I’ll answer that later, when it’s time. Now the answer’s unimportant. Now I only know I don’t want them near me.

He turned over and put that problem into a compartment and went to sleep.

He awoke refreshed. A clean kimono and loincloth and tabi were laid out. The scabbards of his swords had been polished. He dressed quickly. Outside the house samurai were waiting. They got off their haunches and bowed.

“We’re your guard today, Anjin-san.”

“Thank you. Go ship now?”

“Yes. Here’s your pass.”

“Good. Thank you. May I ask your name please?”

“Musashi Mitsutoki.”

“Thank you, Musashi-san. Go now?”

They went down to the wharves. Erasmus was moored tightly in three fathoms over a sanding bottom. The bilges were sweet. He dived over the side and swam under the keel. Seaweed was minimal and there were only a few barnacles. The rudder was sound. In the magazine, which was dry and spotless, he found a flint and struck a spark to a tiny test mound of gunpowder. It burned instantly, in perfect condition.

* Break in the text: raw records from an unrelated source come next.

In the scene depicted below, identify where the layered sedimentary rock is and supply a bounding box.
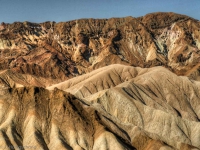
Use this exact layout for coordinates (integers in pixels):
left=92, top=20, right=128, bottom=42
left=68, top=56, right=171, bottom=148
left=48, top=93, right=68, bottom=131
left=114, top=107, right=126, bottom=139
left=0, top=65, right=200, bottom=150
left=0, top=13, right=200, bottom=150
left=0, top=13, right=200, bottom=81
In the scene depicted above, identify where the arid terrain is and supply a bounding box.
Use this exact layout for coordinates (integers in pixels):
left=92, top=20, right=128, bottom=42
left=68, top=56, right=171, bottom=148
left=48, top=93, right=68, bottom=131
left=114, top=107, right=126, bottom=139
left=0, top=13, right=200, bottom=150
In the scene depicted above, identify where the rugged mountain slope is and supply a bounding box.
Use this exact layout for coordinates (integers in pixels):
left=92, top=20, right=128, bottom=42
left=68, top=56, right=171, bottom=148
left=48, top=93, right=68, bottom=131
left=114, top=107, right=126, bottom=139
left=0, top=13, right=200, bottom=150
left=0, top=13, right=200, bottom=84
left=0, top=65, right=200, bottom=150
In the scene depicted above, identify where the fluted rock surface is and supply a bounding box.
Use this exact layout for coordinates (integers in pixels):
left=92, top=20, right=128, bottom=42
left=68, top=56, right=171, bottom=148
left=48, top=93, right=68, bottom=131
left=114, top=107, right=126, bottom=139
left=0, top=13, right=200, bottom=150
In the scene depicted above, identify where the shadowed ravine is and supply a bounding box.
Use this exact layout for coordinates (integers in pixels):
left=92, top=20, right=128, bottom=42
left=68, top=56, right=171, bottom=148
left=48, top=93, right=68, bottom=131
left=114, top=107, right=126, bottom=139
left=0, top=13, right=200, bottom=150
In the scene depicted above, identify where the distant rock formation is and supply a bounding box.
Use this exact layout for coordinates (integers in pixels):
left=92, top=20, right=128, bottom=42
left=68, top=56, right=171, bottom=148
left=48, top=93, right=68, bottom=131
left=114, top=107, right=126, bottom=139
left=0, top=13, right=200, bottom=150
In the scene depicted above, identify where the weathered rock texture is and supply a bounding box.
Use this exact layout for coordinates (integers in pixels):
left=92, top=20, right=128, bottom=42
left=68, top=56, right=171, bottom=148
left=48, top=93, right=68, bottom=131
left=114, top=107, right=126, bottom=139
left=0, top=13, right=200, bottom=150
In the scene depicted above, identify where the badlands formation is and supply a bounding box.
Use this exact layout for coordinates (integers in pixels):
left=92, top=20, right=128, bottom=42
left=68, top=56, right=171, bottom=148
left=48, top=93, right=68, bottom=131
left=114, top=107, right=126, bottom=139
left=0, top=13, right=200, bottom=150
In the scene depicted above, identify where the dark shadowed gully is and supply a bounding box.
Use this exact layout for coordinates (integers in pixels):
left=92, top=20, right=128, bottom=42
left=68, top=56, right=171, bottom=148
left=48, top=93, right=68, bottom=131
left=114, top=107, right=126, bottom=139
left=0, top=13, right=200, bottom=150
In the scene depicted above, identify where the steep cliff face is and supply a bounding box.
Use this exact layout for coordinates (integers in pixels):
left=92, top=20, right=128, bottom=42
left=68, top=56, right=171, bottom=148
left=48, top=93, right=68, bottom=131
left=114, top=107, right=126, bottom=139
left=0, top=13, right=200, bottom=83
left=0, top=13, right=200, bottom=150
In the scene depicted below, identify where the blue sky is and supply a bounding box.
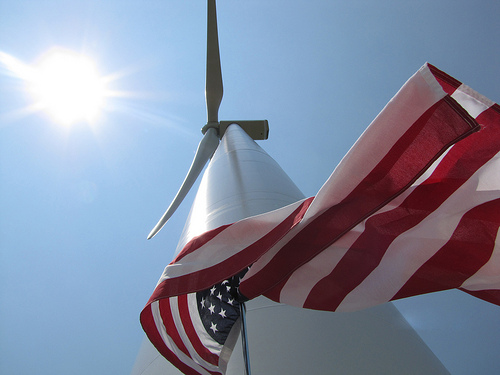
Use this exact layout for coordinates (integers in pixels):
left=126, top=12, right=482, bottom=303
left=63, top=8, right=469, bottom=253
left=0, top=0, right=500, bottom=375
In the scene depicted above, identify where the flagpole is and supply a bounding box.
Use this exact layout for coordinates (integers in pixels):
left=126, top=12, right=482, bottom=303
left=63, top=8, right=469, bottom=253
left=240, top=302, right=251, bottom=375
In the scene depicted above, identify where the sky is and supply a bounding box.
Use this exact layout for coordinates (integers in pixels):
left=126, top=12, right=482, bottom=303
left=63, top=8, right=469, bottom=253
left=0, top=0, right=500, bottom=375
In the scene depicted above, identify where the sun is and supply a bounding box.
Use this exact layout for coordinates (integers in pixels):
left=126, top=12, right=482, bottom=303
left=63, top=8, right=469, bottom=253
left=27, top=49, right=106, bottom=125
left=0, top=48, right=110, bottom=125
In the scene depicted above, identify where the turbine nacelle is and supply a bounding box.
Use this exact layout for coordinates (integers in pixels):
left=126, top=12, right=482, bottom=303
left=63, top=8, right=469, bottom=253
left=148, top=0, right=269, bottom=240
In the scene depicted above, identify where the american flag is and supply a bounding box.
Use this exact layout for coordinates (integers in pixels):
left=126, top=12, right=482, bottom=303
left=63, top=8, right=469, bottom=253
left=141, top=64, right=500, bottom=374
left=141, top=269, right=247, bottom=374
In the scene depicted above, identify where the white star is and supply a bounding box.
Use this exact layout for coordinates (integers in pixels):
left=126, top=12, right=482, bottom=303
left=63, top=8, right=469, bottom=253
left=208, top=304, right=215, bottom=314
left=210, top=322, right=217, bottom=333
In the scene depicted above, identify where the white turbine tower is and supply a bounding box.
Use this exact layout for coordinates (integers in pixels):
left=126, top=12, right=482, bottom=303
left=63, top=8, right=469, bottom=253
left=132, top=0, right=448, bottom=375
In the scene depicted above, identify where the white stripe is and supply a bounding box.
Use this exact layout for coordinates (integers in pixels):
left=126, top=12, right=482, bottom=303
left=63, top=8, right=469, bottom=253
left=305, top=65, right=446, bottom=219
left=451, top=84, right=495, bottom=118
left=280, top=222, right=364, bottom=307
left=270, top=145, right=449, bottom=307
left=170, top=297, right=219, bottom=371
left=151, top=301, right=211, bottom=375
left=158, top=200, right=303, bottom=284
left=462, top=220, right=500, bottom=291
left=338, top=151, right=500, bottom=311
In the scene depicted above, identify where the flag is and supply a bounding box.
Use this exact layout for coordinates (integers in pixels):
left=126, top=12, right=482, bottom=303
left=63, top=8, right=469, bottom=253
left=141, top=64, right=500, bottom=374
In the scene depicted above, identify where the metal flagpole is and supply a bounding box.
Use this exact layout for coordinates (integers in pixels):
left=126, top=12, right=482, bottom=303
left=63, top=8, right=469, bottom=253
left=240, top=302, right=251, bottom=375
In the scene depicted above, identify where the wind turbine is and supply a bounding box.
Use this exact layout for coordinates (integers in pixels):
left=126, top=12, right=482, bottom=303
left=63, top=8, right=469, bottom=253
left=132, top=0, right=448, bottom=375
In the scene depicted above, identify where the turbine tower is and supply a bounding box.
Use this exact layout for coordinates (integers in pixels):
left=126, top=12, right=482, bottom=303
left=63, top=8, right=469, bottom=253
left=132, top=0, right=448, bottom=375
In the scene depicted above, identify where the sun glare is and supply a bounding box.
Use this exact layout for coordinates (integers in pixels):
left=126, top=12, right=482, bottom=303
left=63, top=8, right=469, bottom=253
left=28, top=47, right=105, bottom=125
left=0, top=49, right=107, bottom=125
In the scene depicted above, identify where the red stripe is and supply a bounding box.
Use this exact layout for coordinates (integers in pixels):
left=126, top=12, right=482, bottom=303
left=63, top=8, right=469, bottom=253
left=240, top=97, right=478, bottom=298
left=140, top=304, right=205, bottom=375
left=304, top=109, right=500, bottom=311
left=149, top=198, right=313, bottom=302
left=177, top=294, right=219, bottom=366
left=392, top=198, right=500, bottom=299
left=427, top=64, right=462, bottom=95
left=159, top=298, right=190, bottom=357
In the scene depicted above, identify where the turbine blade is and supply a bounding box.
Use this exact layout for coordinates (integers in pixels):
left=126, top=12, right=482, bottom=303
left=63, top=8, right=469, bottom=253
left=205, top=0, right=224, bottom=123
left=148, top=128, right=219, bottom=240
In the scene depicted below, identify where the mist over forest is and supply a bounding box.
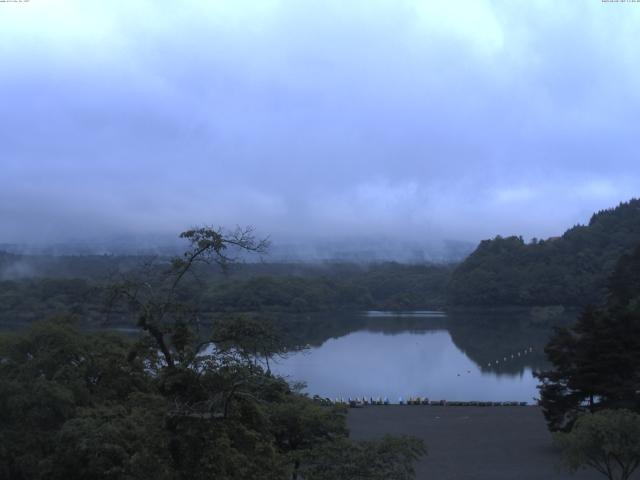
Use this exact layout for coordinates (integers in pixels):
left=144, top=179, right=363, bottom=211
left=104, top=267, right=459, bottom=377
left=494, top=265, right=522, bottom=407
left=0, top=0, right=640, bottom=480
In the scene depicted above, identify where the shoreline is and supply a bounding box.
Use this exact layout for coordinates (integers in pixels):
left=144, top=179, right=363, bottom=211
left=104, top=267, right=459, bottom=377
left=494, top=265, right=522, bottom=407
left=347, top=405, right=608, bottom=480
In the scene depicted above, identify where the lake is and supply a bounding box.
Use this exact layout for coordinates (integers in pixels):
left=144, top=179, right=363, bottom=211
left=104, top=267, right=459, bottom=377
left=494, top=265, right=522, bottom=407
left=272, top=310, right=571, bottom=403
left=0, top=309, right=576, bottom=403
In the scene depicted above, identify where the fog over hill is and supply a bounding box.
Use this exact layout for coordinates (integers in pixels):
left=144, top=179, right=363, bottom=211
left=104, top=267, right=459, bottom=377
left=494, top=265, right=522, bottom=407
left=0, top=0, right=640, bottom=248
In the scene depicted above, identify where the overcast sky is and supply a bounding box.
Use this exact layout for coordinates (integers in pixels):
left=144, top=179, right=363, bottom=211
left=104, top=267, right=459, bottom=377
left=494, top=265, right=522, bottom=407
left=0, top=0, right=640, bottom=246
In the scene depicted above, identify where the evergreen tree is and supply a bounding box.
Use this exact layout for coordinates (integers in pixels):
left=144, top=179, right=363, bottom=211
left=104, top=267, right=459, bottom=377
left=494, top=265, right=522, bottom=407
left=538, top=247, right=640, bottom=430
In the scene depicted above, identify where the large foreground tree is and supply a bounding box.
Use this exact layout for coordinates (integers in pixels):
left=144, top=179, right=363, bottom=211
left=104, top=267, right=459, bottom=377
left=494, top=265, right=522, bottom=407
left=0, top=228, right=425, bottom=480
left=538, top=247, right=640, bottom=431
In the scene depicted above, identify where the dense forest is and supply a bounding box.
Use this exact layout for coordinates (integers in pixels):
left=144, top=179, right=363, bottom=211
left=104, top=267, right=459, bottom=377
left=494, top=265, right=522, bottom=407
left=0, top=228, right=426, bottom=480
left=0, top=254, right=452, bottom=322
left=0, top=199, right=640, bottom=322
left=448, top=199, right=640, bottom=306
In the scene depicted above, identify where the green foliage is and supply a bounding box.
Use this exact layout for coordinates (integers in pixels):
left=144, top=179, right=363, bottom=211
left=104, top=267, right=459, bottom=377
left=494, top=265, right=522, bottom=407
left=0, top=320, right=428, bottom=480
left=449, top=199, right=640, bottom=306
left=538, top=247, right=640, bottom=430
left=554, top=410, right=640, bottom=480
left=0, top=228, right=430, bottom=480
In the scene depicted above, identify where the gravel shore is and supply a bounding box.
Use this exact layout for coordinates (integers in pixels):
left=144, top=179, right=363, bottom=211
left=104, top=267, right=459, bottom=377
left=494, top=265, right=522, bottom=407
left=348, top=405, right=620, bottom=480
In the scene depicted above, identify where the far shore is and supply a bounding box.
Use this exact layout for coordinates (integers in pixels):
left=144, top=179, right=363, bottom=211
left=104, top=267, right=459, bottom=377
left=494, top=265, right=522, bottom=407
left=347, top=405, right=616, bottom=480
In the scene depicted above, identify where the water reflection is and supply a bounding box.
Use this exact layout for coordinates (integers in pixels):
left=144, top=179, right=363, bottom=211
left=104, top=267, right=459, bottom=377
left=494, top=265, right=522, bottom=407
left=275, top=310, right=573, bottom=402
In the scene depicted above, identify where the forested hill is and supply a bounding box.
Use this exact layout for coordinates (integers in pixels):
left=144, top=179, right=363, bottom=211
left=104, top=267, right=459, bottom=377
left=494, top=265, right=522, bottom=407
left=448, top=199, right=640, bottom=305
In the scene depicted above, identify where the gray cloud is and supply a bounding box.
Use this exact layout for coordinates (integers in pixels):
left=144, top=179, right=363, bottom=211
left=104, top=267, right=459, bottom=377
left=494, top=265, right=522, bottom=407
left=0, top=0, right=640, bottom=248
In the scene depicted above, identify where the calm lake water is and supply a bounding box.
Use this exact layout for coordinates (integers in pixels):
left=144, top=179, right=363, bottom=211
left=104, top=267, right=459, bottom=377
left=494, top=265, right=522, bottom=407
left=0, top=309, right=576, bottom=403
left=272, top=310, right=568, bottom=403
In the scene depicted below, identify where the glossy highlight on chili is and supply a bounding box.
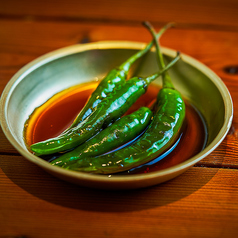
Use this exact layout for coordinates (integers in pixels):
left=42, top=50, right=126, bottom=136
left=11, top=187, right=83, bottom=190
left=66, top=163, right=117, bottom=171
left=63, top=23, right=173, bottom=134
left=51, top=107, right=153, bottom=167
left=31, top=55, right=180, bottom=155
left=64, top=23, right=185, bottom=174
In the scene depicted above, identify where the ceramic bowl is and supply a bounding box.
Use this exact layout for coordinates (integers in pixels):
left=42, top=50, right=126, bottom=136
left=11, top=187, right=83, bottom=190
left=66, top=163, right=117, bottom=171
left=0, top=42, right=233, bottom=189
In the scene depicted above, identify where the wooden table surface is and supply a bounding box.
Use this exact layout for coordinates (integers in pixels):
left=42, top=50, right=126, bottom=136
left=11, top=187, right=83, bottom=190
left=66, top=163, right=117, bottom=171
left=0, top=0, right=238, bottom=238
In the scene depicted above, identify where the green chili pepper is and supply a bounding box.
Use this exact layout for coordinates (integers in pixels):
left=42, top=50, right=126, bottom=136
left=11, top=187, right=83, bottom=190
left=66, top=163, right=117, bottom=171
left=63, top=23, right=172, bottom=133
left=64, top=23, right=185, bottom=174
left=51, top=107, right=153, bottom=167
left=31, top=53, right=180, bottom=155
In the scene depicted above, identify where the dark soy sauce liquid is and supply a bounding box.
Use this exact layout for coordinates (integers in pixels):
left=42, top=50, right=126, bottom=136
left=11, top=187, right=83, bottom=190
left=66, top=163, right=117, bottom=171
left=25, top=82, right=207, bottom=174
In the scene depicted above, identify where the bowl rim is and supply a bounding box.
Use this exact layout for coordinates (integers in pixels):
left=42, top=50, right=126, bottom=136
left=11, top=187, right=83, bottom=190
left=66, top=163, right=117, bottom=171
left=0, top=41, right=233, bottom=183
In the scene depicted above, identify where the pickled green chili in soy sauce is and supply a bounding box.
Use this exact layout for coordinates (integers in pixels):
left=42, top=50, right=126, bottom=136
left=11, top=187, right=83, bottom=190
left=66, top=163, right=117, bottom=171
left=25, top=82, right=207, bottom=174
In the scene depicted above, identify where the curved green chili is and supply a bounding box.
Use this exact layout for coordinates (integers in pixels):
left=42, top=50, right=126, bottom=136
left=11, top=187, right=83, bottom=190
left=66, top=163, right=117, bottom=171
left=51, top=107, right=153, bottom=167
left=66, top=23, right=185, bottom=174
left=31, top=55, right=180, bottom=155
left=63, top=23, right=172, bottom=133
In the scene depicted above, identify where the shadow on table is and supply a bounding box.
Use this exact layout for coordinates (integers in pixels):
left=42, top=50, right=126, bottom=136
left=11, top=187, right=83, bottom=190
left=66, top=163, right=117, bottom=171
left=0, top=138, right=225, bottom=212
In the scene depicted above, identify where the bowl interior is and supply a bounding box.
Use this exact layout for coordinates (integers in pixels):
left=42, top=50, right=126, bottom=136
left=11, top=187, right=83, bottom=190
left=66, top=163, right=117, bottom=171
left=1, top=42, right=232, bottom=190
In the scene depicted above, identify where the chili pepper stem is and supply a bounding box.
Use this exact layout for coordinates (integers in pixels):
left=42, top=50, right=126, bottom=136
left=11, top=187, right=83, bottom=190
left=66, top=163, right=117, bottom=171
left=119, top=23, right=174, bottom=72
left=144, top=22, right=177, bottom=89
left=145, top=52, right=180, bottom=88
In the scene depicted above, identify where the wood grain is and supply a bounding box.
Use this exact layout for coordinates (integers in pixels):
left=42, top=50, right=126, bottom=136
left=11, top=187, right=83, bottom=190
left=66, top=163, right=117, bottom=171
left=0, top=0, right=238, bottom=238
left=0, top=153, right=238, bottom=237
left=0, top=0, right=238, bottom=30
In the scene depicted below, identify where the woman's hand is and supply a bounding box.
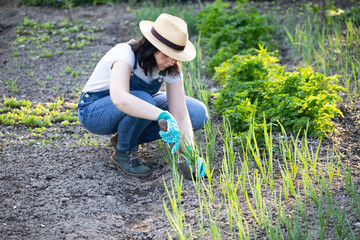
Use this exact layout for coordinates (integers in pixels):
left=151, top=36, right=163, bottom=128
left=157, top=111, right=180, bottom=154
left=184, top=145, right=206, bottom=178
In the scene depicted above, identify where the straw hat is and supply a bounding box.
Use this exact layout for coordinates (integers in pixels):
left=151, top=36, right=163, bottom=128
left=139, top=13, right=196, bottom=62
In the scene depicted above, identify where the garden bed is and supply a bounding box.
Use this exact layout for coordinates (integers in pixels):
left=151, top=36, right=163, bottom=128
left=0, top=1, right=360, bottom=239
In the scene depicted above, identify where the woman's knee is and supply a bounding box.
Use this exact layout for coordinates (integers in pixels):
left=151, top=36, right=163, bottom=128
left=187, top=98, right=209, bottom=131
left=130, top=91, right=155, bottom=105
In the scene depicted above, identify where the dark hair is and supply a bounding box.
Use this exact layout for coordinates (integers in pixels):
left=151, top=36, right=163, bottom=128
left=130, top=37, right=179, bottom=76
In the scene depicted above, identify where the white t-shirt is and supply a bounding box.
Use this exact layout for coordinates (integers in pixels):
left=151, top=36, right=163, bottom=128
left=83, top=43, right=182, bottom=92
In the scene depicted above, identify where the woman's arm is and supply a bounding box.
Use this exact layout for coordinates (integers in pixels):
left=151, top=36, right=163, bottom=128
left=166, top=79, right=194, bottom=146
left=110, top=61, right=163, bottom=121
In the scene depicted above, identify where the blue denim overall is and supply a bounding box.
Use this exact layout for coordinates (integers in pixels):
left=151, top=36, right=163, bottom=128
left=78, top=56, right=208, bottom=152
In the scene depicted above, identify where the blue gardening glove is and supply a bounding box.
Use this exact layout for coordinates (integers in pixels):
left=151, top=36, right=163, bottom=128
left=184, top=146, right=206, bottom=178
left=157, top=111, right=180, bottom=154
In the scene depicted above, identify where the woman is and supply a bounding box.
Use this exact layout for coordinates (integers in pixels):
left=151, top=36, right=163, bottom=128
left=78, top=14, right=208, bottom=177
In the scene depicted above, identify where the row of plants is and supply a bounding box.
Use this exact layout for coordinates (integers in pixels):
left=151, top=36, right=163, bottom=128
left=20, top=0, right=202, bottom=8
left=284, top=5, right=360, bottom=108
left=164, top=118, right=360, bottom=239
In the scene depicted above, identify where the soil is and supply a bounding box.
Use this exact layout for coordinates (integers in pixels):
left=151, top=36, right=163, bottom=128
left=0, top=1, right=360, bottom=239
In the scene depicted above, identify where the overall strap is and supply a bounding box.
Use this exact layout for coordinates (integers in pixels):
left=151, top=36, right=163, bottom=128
left=133, top=54, right=137, bottom=71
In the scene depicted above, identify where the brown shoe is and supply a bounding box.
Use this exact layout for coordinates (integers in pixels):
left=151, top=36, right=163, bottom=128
left=110, top=133, right=117, bottom=148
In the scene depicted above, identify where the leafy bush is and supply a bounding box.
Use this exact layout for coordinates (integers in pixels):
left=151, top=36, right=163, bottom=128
left=214, top=48, right=343, bottom=137
left=196, top=0, right=277, bottom=74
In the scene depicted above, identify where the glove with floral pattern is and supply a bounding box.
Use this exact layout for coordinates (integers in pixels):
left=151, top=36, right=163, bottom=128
left=184, top=145, right=206, bottom=178
left=157, top=111, right=180, bottom=154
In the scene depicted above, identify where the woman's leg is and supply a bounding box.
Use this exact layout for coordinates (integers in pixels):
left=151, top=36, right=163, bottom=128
left=139, top=93, right=209, bottom=143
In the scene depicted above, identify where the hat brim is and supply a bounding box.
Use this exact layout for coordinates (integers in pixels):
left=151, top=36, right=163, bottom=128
left=139, top=20, right=196, bottom=62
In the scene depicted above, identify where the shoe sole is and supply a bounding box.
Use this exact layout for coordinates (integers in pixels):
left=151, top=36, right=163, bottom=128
left=110, top=137, right=117, bottom=148
left=110, top=156, right=151, bottom=177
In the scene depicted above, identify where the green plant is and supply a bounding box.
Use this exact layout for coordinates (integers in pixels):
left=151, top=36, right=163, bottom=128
left=196, top=0, right=277, bottom=74
left=0, top=97, right=79, bottom=128
left=214, top=47, right=343, bottom=137
left=5, top=80, right=19, bottom=93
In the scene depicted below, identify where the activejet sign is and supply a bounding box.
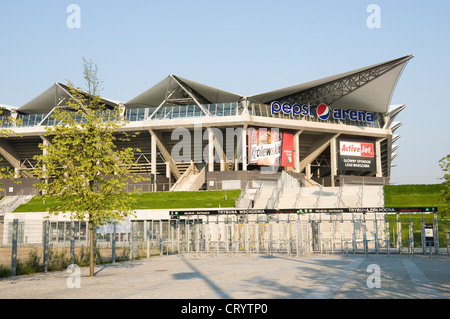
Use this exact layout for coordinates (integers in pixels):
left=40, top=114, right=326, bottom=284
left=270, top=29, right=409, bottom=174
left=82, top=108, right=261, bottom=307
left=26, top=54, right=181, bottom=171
left=271, top=101, right=374, bottom=123
left=337, top=139, right=376, bottom=172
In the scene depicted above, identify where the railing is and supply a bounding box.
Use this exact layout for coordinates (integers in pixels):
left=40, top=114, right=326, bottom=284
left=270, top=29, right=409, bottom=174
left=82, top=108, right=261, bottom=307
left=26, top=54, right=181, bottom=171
left=0, top=102, right=244, bottom=128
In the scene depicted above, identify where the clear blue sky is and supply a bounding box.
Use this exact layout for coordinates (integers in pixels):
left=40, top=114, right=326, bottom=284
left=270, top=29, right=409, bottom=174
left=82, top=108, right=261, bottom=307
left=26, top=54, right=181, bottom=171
left=0, top=0, right=450, bottom=184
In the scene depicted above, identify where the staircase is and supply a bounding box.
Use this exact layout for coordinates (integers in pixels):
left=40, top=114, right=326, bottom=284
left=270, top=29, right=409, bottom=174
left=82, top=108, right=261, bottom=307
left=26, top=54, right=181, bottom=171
left=170, top=162, right=206, bottom=192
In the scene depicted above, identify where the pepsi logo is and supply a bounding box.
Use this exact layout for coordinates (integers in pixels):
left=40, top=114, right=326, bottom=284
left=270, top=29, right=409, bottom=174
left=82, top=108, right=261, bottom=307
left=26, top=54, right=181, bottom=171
left=316, top=104, right=330, bottom=121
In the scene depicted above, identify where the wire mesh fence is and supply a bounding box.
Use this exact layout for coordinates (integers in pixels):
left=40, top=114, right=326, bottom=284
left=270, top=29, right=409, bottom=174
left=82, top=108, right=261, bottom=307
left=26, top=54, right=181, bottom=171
left=0, top=213, right=450, bottom=276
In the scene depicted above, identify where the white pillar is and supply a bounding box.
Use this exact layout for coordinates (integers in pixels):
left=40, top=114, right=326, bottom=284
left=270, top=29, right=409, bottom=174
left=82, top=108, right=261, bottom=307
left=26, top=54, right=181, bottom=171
left=375, top=141, right=383, bottom=177
left=330, top=138, right=337, bottom=187
left=241, top=125, right=248, bottom=171
left=208, top=130, right=214, bottom=172
left=294, top=131, right=301, bottom=173
left=151, top=134, right=156, bottom=175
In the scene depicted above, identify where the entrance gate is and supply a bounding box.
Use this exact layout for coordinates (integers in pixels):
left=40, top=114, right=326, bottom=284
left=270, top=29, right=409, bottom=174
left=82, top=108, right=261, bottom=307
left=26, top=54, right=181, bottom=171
left=170, top=207, right=439, bottom=256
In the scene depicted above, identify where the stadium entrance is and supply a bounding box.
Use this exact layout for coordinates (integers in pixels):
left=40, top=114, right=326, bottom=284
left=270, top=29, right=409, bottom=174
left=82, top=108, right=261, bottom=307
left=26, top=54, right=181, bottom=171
left=170, top=207, right=439, bottom=256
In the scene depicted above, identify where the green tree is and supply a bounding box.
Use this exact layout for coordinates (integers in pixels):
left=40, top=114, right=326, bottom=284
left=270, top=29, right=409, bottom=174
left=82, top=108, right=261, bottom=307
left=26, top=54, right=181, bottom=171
left=34, top=59, right=144, bottom=276
left=439, top=154, right=450, bottom=216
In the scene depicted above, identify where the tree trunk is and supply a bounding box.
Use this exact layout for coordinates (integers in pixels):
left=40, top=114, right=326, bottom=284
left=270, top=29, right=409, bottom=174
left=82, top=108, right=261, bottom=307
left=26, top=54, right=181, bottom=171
left=89, top=220, right=95, bottom=277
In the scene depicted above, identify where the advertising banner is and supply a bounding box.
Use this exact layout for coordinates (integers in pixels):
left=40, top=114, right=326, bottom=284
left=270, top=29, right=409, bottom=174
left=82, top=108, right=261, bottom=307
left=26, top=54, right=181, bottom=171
left=248, top=128, right=294, bottom=167
left=337, top=139, right=377, bottom=172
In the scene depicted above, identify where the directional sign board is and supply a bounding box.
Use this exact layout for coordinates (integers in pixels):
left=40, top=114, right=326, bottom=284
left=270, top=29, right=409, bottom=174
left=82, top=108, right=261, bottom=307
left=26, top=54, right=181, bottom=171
left=170, top=207, right=437, bottom=219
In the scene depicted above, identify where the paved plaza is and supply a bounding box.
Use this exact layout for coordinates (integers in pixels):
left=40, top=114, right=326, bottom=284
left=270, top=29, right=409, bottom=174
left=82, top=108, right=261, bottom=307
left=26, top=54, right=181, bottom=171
left=0, top=254, right=450, bottom=299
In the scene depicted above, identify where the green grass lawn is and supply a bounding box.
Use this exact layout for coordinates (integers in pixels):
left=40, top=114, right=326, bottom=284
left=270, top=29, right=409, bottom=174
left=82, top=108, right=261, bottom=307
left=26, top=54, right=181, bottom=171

Aloft at the foremast peak he looked for telltale cracks. None there or on the climb up, or around any of the spars that he could see. Many of the ropes and halyards and shrouds were joined incorrectly, but that would only take half a watch to change.

Once more on the quarterdeck he allowed himself a great smile. “You’re sound as a . . . as a what?” He could not think of a sufficiently great ‘what’ so he just laughed and went below again. In his cabin he felt alien. And very alone. His swords were on the bunk. He touched them, then slid Oil Seller out of its scabbard. The workmanship was marvelous and the edge perfect. Looking at the sword gave him pleasure, for it was truly a work of art. But a deadly one, he thought as always, twisting it in the light.

How many deaths have you caused in your life of two hundred years? How many more before you die yourself? Do some swords have a life of their own as Mariko says? Mariko. What about her. . . .

Then he caught sight of his sea chest reflected in the steel and this took him out of his sudden melancholy.

He sheathed Oil Seller, careful to avoid fingering the blade, for custom said that even a single touch might mar such perfection.

As he leaned against the bunk, his eyes went to his empty sea chest.

“What about rutters? And navigation instruments?” he asked his image in the copper sea lamp that had been scrupulously polished like everything else. He saw himself answer, “You buy them at Nagasaki, along with your crew. And you snatch Rodrigues. Yes. You snatch him before the attack. Neh?

He watched his smile grow. “You’re very sure Toranaga will let you go, aren’t you?”

“Yes,” he answered with complete confidence. “If he goes to Osaka or not, I’ll get what I want. And I’ll get Mariko too.”

Satisfied, he stuck his swords in his sash and walked up on deck and waited until the doors were resealed.

When he got back to the castle it was not yet noon so he went to his own quarters to eat. He had rice and two helpings of fish that had been broiled over charcoal with soya by his own cook as he had taught the man. A small flask of saké, then cha.

“Anjin-san?”

Hai?

The shoji opened. Fujiko smiled shyly and bowed.